They’ll know what they’re doing and I bet they’ll be cheaper. With hundreds of reviews, they’ll have volume on their side. Discounts. Cheaper parts. Cheaper labor.
So what if they charge $99 for a call out fee, it gets put towards any work you do with them anyway. Perfect.
I bet it’ll be half the price!
They came out and I paid them the $99.
An hour later I got the estimate via email.
It was $3500.
$1000 more.
****
I spent $99 to find out I was wrong. The point is, I was convinced I was right.
Assured to the point of certainty that I’d be finding someone who’d put my EV charger in for $1500, tops.

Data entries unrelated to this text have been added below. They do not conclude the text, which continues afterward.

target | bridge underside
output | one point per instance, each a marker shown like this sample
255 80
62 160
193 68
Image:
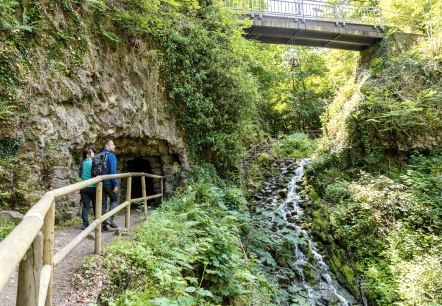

I had no facts to base it on. No comparisons. Just a hunch.
****
How often are we so dead certain of a fact that’s not a fact?
It was quite The Jolt.
I went back to the $2500 estimate and read it again. It was pretty detailed. It explained all the steps that were needed. The work entailed. The parts. The labor. With hindsight I realized it was actually quite a bit of work to install an EV charger.
They have to run conduit through the basement, getting on their hands and knees in the dust and dirt. They have to test the electrical load on the main panels. Weather proof it. Make sure it’s positioned on the right part of the house.
I realized I had simply run my eyes down the page to the number and decided I didn’t like the answer. I’d ignored everything else.
***
This week, I’m reminding myself to take a pause before jumping to conclusions.
I’m spending more time to actually read what’s in front of me. And then read it again.
I’m going to challenge my first assumption, remind myself to be curious and ask if the assumption is whispering from the mystically hopeful side of my brain, or preaching loudly from the altar of good old fashioned fact.